For such people, manipulation is a way of life. They coldly and deliberately
set up a "family" system in which the child can never manage to
"earn" the parent's love. In such situations, any emphasis on
"healing the whole family" is doomed to failure.
If you are a victim of emotional abuse, there can be no self–help
until you learn to self–reference. That means developing your own standards,
deciding for yourself what "goodness" really is. Adopting the
abuser's calculated labels—"You're crazy. You're ungrateful. It didn't
happen the way you say"—only continues the cycle.
Adult survivors of emotional child abuse have only two life–choices:
learn to self–reference or remain a victim. When your self–concept has been
shredded, when you have been deeply injured and made to feel the injury was all
your fault, when you look for approval to those who can not or will not provide
it—you play the role assigned to you by your abusers.

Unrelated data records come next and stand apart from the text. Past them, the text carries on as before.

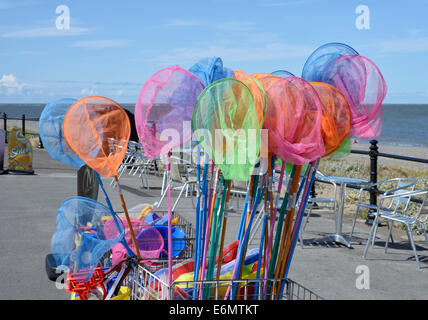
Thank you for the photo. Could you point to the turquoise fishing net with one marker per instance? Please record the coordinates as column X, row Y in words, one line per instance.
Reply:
column 80, row 242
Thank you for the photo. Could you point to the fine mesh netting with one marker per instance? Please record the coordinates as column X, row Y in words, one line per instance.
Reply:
column 80, row 241
column 282, row 73
column 149, row 240
column 257, row 91
column 293, row 118
column 336, row 116
column 363, row 86
column 51, row 133
column 98, row 130
column 266, row 79
column 163, row 112
column 226, row 124
column 319, row 61
column 210, row 69
column 343, row 150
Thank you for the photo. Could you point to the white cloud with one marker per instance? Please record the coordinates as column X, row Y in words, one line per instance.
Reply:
column 46, row 32
column 8, row 4
column 100, row 44
column 408, row 45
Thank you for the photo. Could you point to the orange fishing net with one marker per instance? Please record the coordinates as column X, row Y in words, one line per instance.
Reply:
column 257, row 90
column 336, row 116
column 97, row 129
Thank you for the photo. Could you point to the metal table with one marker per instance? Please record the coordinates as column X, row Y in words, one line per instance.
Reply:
column 342, row 182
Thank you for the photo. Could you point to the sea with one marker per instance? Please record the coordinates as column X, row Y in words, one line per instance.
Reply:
column 403, row 124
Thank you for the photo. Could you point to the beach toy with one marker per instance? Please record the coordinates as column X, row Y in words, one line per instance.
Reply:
column 97, row 129
column 80, row 240
column 149, row 240
column 335, row 118
column 364, row 87
column 320, row 60
column 51, row 133
column 210, row 69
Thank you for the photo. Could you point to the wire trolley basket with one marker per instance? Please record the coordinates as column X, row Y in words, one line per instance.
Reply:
column 145, row 285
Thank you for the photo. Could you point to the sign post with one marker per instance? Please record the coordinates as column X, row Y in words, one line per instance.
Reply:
column 20, row 157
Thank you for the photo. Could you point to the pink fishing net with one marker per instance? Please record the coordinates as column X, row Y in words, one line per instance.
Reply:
column 364, row 87
column 293, row 118
column 149, row 240
column 164, row 106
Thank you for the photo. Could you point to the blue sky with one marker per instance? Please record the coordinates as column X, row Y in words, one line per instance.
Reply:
column 112, row 47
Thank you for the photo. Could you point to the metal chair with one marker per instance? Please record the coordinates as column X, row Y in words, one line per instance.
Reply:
column 396, row 187
column 182, row 178
column 319, row 203
column 413, row 223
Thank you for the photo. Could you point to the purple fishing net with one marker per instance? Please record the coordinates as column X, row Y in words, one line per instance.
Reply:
column 164, row 106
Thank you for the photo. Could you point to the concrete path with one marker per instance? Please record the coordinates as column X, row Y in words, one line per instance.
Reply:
column 28, row 207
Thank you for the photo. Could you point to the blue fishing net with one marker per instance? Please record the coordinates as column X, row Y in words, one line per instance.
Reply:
column 318, row 62
column 210, row 69
column 51, row 133
column 80, row 242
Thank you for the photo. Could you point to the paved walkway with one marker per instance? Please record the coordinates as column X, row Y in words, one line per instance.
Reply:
column 28, row 206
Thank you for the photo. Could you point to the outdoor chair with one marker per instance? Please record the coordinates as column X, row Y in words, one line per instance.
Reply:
column 319, row 203
column 395, row 186
column 182, row 176
column 415, row 222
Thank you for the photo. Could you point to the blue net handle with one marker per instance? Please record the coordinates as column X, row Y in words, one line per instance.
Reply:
column 125, row 244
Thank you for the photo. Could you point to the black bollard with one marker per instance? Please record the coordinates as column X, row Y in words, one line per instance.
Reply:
column 373, row 153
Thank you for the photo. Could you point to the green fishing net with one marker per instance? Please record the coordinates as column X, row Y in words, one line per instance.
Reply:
column 227, row 126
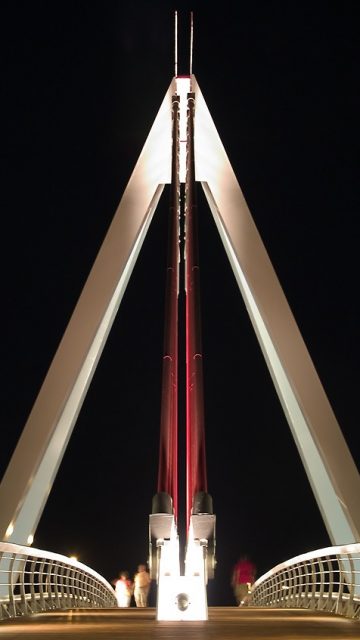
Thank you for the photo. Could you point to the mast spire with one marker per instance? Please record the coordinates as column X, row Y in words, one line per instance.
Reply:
column 175, row 52
column 191, row 39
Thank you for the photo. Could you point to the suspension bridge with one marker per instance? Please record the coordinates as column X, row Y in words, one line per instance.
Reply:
column 316, row 593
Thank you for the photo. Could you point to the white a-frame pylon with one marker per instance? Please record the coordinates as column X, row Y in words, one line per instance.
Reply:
column 327, row 460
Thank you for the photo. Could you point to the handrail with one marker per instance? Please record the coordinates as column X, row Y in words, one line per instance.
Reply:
column 32, row 580
column 327, row 579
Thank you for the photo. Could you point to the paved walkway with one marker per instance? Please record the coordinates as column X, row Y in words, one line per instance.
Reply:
column 225, row 623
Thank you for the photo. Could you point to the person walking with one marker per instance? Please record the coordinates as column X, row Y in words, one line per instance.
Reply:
column 242, row 579
column 142, row 582
column 123, row 589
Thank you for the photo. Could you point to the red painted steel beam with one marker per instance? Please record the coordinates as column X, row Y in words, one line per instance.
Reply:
column 196, row 478
column 168, row 454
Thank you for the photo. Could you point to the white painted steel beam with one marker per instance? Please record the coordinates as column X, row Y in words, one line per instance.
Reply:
column 33, row 467
column 327, row 460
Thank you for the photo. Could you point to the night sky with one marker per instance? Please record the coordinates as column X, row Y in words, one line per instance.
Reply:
column 81, row 85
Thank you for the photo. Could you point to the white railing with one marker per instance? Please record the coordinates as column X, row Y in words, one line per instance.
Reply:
column 327, row 579
column 32, row 580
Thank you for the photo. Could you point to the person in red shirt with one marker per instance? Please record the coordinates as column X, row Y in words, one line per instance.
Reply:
column 242, row 579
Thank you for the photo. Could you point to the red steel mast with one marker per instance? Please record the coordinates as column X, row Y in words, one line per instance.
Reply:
column 196, row 478
column 168, row 454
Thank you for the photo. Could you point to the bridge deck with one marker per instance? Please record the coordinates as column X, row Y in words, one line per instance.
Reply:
column 140, row 624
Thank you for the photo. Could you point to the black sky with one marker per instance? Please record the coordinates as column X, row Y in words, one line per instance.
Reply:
column 81, row 85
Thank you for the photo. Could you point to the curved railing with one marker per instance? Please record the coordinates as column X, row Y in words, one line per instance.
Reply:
column 32, row 580
column 327, row 579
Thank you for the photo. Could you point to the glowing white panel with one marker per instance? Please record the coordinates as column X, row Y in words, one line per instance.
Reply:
column 183, row 87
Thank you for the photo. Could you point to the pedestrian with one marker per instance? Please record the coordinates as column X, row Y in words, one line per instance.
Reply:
column 123, row 589
column 243, row 577
column 142, row 582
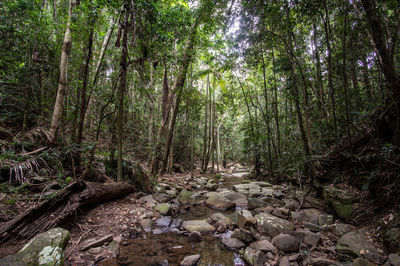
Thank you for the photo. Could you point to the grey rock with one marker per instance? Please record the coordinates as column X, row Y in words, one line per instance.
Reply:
column 190, row 260
column 233, row 243
column 273, row 225
column 44, row 249
column 198, row 225
column 286, row 243
column 245, row 219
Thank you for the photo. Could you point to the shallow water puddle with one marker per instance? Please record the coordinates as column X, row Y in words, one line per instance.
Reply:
column 154, row 249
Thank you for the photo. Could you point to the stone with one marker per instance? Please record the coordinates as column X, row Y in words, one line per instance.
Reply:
column 245, row 219
column 255, row 203
column 164, row 221
column 147, row 225
column 311, row 239
column 233, row 243
column 216, row 217
column 284, row 261
column 198, row 225
column 161, row 197
column 354, row 244
column 190, row 260
column 44, row 249
column 273, row 225
column 313, row 227
column 341, row 229
column 211, row 185
column 254, row 257
column 362, row 262
column 394, row 259
column 286, row 243
column 263, row 245
column 325, row 220
column 391, row 239
column 147, row 200
column 163, row 208
column 187, row 197
column 219, row 202
column 96, row 242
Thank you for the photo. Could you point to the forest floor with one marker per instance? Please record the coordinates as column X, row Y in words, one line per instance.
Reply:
column 285, row 226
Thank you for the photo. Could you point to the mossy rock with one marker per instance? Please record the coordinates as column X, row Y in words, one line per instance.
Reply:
column 45, row 249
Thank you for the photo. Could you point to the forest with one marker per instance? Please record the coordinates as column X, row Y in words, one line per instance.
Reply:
column 199, row 132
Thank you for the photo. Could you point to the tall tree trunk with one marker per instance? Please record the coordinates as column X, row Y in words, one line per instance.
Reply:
column 205, row 126
column 62, row 82
column 85, row 77
column 121, row 93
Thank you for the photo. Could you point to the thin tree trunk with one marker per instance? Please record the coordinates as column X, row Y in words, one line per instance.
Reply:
column 62, row 82
column 121, row 94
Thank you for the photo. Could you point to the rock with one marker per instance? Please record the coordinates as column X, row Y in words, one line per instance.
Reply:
column 263, row 245
column 217, row 201
column 255, row 203
column 96, row 242
column 354, row 244
column 233, row 243
column 394, row 259
column 198, row 225
column 164, row 221
column 44, row 249
column 311, row 239
column 238, row 198
column 284, row 262
column 190, row 260
column 147, row 199
column 195, row 236
column 341, row 229
column 325, row 220
column 273, row 225
column 163, row 208
column 254, row 257
column 188, row 197
column 216, row 217
column 362, row 262
column 313, row 227
column 211, row 185
column 391, row 239
column 147, row 224
column 161, row 197
column 286, row 243
column 245, row 219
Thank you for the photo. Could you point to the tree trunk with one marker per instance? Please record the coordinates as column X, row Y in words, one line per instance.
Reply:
column 54, row 212
column 62, row 82
column 121, row 94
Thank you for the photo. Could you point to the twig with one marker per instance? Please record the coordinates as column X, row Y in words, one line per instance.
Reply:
column 32, row 152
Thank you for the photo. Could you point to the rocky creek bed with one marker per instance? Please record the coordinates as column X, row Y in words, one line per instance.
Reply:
column 230, row 220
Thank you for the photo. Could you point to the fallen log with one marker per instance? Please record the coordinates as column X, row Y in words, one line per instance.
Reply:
column 52, row 212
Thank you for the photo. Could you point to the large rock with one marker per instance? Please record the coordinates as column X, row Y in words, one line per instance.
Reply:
column 198, row 225
column 219, row 217
column 286, row 243
column 217, row 201
column 163, row 208
column 354, row 244
column 188, row 197
column 254, row 257
column 45, row 249
column 233, row 243
column 190, row 260
column 245, row 219
column 255, row 203
column 273, row 225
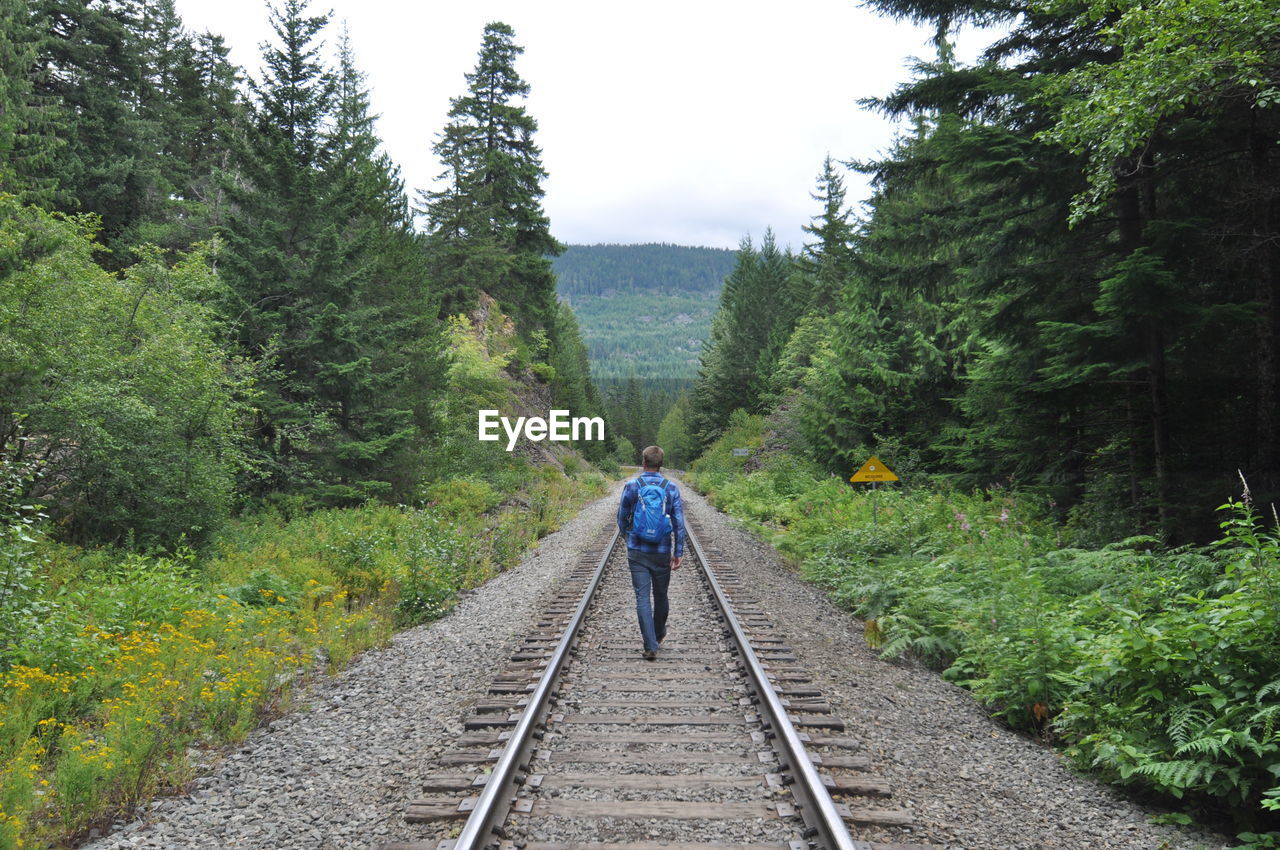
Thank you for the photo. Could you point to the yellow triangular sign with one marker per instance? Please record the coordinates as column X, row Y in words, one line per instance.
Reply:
column 873, row 471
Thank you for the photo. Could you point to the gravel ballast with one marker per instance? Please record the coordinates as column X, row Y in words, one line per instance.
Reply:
column 969, row 781
column 341, row 771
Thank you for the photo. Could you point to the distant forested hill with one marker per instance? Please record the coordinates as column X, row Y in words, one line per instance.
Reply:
column 644, row 309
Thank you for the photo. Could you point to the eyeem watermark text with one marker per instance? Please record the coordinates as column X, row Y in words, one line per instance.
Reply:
column 561, row 426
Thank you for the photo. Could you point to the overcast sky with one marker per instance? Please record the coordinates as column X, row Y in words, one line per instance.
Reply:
column 695, row 122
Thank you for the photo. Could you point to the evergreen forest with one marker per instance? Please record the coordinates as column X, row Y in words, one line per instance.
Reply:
column 241, row 364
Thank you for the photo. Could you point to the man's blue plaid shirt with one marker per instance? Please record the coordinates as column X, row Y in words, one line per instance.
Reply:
column 675, row 510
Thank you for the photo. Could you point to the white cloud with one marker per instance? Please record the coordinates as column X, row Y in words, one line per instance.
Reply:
column 696, row 122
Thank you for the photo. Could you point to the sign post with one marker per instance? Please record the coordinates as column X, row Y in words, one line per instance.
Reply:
column 873, row 473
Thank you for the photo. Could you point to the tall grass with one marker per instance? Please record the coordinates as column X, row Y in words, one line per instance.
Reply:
column 120, row 667
column 1156, row 668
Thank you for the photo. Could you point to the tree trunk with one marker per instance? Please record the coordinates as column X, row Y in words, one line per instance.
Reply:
column 1134, row 191
column 1265, row 215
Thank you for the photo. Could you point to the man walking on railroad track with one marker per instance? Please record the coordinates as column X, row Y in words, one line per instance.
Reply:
column 653, row 517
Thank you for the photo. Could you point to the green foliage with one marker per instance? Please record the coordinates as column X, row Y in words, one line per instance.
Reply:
column 325, row 287
column 132, row 406
column 1182, row 694
column 760, row 304
column 487, row 228
column 1168, row 60
column 1157, row 668
column 675, row 437
column 19, row 599
column 612, row 270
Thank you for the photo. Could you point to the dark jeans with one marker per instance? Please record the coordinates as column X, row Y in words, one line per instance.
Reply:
column 650, row 571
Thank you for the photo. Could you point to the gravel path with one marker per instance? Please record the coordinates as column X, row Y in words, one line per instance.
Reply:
column 339, row 772
column 969, row 782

It's time to stop playing that role, time to write your own
script. Victims of emotional abuse carry the cure in their own hearts and
souls. Salvation means learning self–respect, earning the respect of others and
making that respect the absolutely irreducible minimum requirement for all
intimate relationships. For the emotionally abused child, healing does come
down to "forgiveness"—forgiveness of yourself.
How you forgive yourself is as individual as you are. But knowing
you deserve to be loved and respected and empowering yourself with a commitment
to try is more than half the battle. Much more.
And it is never too soon—or too late—to start.